Tuesday, August 14, 2012

Trailer Park Tuesday: The Light Between Oceans by M. L. Stedman


Welcome to Trailer Park Tuesday, a showcase of new book trailers and, in a few cases, previews of book-related movies. Unless their last name is Grisham or King, authors will probably never see their trailers on the big screen at the local cineplex. And that's a shame because a lot of hard work goes into producing these short marriages between book and video. So, if you like what you see, please spread the word and help these videos go viral.

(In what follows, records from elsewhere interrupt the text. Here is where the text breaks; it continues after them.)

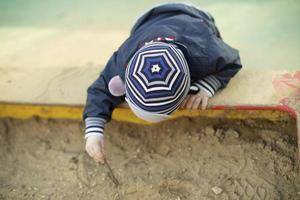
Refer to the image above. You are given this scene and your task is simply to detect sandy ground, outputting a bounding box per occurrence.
[0,118,300,200]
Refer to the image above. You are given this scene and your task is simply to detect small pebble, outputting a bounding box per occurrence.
[205,126,215,136]
[211,186,223,194]
[225,129,240,138]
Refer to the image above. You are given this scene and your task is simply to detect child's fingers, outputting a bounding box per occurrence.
[186,95,196,109]
[192,97,201,110]
[180,95,190,108]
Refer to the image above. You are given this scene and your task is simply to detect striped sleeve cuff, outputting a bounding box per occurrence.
[193,75,221,97]
[84,117,106,139]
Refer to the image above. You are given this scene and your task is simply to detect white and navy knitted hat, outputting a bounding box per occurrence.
[125,42,191,122]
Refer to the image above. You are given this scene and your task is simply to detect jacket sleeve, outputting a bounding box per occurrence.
[83,52,125,138]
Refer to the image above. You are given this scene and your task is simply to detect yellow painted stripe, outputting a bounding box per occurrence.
[0,103,290,124]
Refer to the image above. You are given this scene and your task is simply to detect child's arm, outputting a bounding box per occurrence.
[83,52,125,162]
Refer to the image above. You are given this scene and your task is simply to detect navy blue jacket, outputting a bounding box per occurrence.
[83,4,242,138]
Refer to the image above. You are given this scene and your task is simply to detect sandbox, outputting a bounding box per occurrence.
[0,117,300,200]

The trailer for M. L. Stedman's debut novel, The Light Between Oceans, should not work as well as it does.  On the surface, it's all hat, no cattle (bovine being "plot" and "characters" in this instance).  The majority of the trailer consists of pan-n-scan still images and Stedman talking about the novel's overarching Big Themes and the interior development of her characters: a lighthouse keeper and his wife on Janus Rock, a remote island off the southwestern coast of Australia.  They live a quiet life until one day a boat washes up on shore.  Inside, they find a dead man and a tiny, screaming baby.  The couple's next actions determine the moral path of the rest of the novel.  Stedman (whose buttery English accent I could listen to all day long*) shifts into high gear from the opening lines of the trailer: "Can it ever be right to disobey the rules?  Can it ever be right to cause harm to someone to protect those you love?"  Later, she asks: "Are right and wrong absolutes, or do they shift like the constellations in the night sky?  Where do we find our moral compass points?  In an impossibly complex world, how do we find our North Star?"  It's all very heady, but there's enough there to pull me in to take a closer look at the novel.  Maybe it's the voice--which reminds me of Emma Thompson, another person I would gladly pay to sit next to me and read the phone book--or maybe it's the earnestness of the ideas at work here, but I'm the metal shaving to this video's magnet.  And then the blurb by Maile Meloy closed the deal for me: “It gets into your heart stealthily, until you stop hoping the characters will make different choices and find you can only watch, transfixed, as every conceivable choice becomes an impossible one.”  Sometimes a book trailer doesn't need to go pyrotechnic to prove its point.


*At least I think it's Stedman herself. If I'm wrong, please direct my fan letter to the appropriate narrator.